What We Learned from Moving within England:
Even moving within the country can be quite costly. As we do not have a drivers license to drive our own moving truck we had to look to moving companies here in England. They call them ‘removers’. After an email inquiry and phone consultation about our estimate they set up our moving date. This was the first time I have ever experienced a ‘two day job’ and unfortunately it became three days. Long story short is they packed up everything in boxes for us the first day and then came with a moving van the second day.
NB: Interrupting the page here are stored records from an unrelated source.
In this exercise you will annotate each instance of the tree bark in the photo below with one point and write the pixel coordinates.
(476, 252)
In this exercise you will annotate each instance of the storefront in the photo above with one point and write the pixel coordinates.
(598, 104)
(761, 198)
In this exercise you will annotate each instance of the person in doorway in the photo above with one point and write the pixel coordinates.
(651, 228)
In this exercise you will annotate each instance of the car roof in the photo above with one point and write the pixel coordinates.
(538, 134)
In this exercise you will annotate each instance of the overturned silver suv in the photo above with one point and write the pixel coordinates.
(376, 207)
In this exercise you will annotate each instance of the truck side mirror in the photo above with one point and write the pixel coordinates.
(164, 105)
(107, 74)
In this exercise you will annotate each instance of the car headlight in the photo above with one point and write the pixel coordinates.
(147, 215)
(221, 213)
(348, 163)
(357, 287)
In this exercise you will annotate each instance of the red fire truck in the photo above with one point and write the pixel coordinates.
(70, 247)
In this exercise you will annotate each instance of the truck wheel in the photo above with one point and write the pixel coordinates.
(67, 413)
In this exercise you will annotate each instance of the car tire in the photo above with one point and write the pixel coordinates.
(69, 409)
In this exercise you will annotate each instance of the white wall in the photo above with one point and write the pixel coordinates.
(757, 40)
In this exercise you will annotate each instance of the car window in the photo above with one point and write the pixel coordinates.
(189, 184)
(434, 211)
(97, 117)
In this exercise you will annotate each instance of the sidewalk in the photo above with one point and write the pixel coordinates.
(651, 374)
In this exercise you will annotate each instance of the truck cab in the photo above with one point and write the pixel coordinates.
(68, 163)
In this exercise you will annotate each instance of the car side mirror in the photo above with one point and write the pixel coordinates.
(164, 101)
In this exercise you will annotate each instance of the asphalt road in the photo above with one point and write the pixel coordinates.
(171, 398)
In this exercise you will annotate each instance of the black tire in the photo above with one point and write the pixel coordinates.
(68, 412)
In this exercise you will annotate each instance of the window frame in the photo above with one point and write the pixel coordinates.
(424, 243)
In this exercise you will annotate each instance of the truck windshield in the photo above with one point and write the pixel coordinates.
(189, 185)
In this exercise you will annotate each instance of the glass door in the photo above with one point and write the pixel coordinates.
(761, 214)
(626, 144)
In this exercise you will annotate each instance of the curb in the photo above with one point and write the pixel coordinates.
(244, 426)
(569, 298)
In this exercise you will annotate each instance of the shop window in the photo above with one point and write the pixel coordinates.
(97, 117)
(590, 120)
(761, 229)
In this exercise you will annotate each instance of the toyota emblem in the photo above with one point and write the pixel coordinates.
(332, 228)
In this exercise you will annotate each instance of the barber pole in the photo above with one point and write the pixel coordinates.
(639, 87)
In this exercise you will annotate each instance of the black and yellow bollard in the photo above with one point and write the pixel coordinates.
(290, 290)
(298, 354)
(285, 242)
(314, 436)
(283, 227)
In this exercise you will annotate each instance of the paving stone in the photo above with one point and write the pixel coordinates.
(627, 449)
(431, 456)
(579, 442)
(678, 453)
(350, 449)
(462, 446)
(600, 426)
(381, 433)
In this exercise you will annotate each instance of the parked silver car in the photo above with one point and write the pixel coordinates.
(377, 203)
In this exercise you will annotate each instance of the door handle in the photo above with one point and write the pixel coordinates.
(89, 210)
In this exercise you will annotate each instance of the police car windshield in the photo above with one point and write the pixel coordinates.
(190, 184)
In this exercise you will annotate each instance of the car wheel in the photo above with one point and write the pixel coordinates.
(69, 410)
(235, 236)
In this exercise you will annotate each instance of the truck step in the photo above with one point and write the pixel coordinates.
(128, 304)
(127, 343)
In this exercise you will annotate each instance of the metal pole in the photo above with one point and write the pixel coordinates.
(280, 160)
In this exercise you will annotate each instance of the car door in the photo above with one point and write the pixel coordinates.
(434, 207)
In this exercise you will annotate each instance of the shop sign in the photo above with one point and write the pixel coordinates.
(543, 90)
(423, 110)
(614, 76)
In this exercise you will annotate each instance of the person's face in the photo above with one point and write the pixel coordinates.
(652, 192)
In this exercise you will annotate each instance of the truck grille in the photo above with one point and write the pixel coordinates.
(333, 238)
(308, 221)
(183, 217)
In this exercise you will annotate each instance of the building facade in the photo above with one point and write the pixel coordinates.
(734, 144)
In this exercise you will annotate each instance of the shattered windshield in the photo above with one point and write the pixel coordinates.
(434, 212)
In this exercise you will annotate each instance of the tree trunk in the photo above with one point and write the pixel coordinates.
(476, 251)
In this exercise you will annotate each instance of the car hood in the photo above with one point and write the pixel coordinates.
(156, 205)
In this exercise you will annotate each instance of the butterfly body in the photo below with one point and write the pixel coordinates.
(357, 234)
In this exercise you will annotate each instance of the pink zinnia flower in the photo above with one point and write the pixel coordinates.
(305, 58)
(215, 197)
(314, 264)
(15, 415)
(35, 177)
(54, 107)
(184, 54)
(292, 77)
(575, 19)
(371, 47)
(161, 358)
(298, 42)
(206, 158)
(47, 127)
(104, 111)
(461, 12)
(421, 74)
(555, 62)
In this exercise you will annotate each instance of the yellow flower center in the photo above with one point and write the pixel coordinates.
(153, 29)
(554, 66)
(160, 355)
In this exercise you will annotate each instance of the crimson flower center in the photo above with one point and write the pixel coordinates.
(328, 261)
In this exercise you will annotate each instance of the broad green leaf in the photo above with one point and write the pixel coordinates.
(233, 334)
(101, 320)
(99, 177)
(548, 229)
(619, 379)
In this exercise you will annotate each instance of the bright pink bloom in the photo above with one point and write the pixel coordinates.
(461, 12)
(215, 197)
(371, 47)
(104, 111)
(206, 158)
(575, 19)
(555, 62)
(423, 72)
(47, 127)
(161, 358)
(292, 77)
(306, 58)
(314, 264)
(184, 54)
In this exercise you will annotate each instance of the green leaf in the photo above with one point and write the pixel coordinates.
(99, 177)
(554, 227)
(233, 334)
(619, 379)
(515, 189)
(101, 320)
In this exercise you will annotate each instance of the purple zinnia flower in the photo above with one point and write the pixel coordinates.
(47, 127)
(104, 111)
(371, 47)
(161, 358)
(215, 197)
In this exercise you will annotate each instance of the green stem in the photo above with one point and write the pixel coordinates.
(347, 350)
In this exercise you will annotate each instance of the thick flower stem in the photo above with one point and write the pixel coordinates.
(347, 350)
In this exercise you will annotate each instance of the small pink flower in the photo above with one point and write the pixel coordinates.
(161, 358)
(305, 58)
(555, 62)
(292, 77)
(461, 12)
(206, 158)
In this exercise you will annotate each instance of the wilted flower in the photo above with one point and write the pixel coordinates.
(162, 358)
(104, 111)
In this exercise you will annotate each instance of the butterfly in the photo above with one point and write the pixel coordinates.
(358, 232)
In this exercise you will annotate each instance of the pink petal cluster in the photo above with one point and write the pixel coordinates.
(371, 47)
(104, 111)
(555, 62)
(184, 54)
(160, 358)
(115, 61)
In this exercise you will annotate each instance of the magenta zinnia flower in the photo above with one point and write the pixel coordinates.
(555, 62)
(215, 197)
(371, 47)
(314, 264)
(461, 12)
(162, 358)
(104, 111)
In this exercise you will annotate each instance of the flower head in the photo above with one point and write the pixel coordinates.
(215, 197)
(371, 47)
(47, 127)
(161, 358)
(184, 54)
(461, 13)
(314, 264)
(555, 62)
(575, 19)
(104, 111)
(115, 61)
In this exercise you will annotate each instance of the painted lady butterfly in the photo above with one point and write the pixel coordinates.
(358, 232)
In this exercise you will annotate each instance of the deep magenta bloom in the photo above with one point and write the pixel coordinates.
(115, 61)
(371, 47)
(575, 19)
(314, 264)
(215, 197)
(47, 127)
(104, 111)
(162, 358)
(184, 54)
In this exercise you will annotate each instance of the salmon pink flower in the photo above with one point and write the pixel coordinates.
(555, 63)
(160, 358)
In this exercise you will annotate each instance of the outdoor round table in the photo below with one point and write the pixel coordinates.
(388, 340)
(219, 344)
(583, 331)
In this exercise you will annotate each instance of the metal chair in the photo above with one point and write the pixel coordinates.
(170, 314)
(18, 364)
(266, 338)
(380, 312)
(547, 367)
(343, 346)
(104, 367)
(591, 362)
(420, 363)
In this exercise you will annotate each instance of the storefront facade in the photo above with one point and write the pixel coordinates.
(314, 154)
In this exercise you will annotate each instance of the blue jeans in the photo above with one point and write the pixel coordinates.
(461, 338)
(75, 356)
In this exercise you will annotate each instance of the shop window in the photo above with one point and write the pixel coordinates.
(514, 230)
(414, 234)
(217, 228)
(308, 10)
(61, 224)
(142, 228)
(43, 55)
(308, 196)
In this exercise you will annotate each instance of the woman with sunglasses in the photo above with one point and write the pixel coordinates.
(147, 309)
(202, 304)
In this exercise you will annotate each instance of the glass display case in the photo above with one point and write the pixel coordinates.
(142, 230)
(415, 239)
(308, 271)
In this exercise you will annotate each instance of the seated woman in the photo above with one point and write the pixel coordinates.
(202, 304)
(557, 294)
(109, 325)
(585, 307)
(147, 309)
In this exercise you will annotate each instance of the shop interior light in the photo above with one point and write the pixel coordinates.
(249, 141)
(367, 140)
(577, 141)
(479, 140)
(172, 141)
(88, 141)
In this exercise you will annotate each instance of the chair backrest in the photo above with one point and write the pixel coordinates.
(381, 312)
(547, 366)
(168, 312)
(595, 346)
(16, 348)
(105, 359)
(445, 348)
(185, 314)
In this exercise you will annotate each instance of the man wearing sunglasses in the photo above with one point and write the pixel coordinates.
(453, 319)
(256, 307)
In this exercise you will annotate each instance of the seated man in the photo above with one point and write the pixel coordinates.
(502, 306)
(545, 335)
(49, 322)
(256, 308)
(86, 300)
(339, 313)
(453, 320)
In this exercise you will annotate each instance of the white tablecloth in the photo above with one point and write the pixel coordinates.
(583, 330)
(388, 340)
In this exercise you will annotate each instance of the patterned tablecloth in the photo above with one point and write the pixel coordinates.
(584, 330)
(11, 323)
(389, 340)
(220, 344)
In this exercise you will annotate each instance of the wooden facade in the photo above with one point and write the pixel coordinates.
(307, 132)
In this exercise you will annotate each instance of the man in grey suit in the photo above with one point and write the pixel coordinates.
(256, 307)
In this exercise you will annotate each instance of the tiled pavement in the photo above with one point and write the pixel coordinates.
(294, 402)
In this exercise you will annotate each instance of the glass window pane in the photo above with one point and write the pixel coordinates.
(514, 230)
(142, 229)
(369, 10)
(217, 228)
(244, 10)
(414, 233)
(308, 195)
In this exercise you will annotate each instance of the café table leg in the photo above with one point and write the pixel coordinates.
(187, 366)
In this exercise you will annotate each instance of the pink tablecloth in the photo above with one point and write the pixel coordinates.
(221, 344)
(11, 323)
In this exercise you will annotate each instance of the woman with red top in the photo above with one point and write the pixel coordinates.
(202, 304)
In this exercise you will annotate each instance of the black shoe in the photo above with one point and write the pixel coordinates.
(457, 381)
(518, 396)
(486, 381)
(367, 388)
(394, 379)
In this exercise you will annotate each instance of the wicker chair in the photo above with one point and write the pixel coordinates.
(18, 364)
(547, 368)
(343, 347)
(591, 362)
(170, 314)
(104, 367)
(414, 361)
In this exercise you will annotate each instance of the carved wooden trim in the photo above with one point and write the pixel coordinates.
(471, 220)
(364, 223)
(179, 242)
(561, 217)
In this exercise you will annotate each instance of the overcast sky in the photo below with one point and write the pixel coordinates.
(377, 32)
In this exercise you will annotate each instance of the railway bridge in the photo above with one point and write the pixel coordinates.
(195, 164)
“Customer service in England?”
However the van they brought the second day was no where large enough to put in everything they packed up and our furniture. So they scheduled for a larger van the next day. To me this van was no bigger, though technically it was somehow larger, and I got the same reaction again. I should point out that each day in this process it has been a different set of men, never the same guy twice. We eventually just had to say ‘okay, take this and this, and leave this’.
“Why can’t you just do your job correctly?”
What We Had to Do When the Moving Experience Went Bad:
My husband later drove down with my mum from Bath with the largest rental car they could get to try and bring what they could. Rental cars are mostly all small here in england and there were no ‘mini van’ options. So in the end there were many things that did not come with us including furniture. Literally my husband kept taking photos of the car packed with what they could fit around three adults and what was still in the apartment. It was frustrating to say the least. I think the one item I have been most sad for is my sewing machine. It ended up costing more than we planned or had to spend and then some for the items we had to replace that included a couch to sit on in our living room. So we learned that moving here is costly and has made us not want to move in country any time soon.
What We Did Not Expect:
I do not think my husband and I fully realised what the statement meant when we would say ‘oh we can just buy this again in England’ or to what extent the more we said it back in the US. Yes you can go without your dishes and appliances, but have you thought about how much dishes will add up when you need to buy them again? I had been spoiled by places like Costco, Sam’s Club, Target, and yes even Walmart. Places where you could find whatever you needed in one place, for a low price, and even in bulk. It is not the way nor so easy in England. We did not expect that. In the end we have tried to slowly repurchase things we needed. Which began with furniture from IKEA in December seven months after moving to England earlier in May. Our kitchen still hosts as much appliances, dishes, and tools as a college dorm. Which ironically matches the Dorm sized fridges in England.
What does the future bring for Expat Life?
The downside to social media websites like Facebook and Pinterest is that you get to see how your friends and family back ‘home’ live life or goals of how they would like to live. Houses in many places back in the US are much larger than here and can be bought for almost as much as rent on a small flat in England. Looking at the large houses my friends now own, the furniture they have acquired, the painting, and decorating that they have done makes me feel a little gutted that I have missed out on that experience. However I would not trade that material ideal for the opportunity we have to live and travel abroad. To each their own and this is the life we chosen.
“Where’s my three story house with a pool?”
Yes there are still thing we want and things that we need, but go with out. I highly dislike that feeling of ‘want’. I would rather be able to travel than look at our check list of things that would greatly improve life. I know being here in England has really shifted my focus on shopping from the view it had when I was living the American life. I said goodbye to the land of large, oversized, and available 24/7 and embraced the much smaller, more compact, and where-stores-close-at-5pm-on-a-Sunday ex-pat life.
“Its 6pm and we just ran out of milk.”
Q: Have you ever experienced moving abroad or to another country?
What were your expectations and how did they change after your move?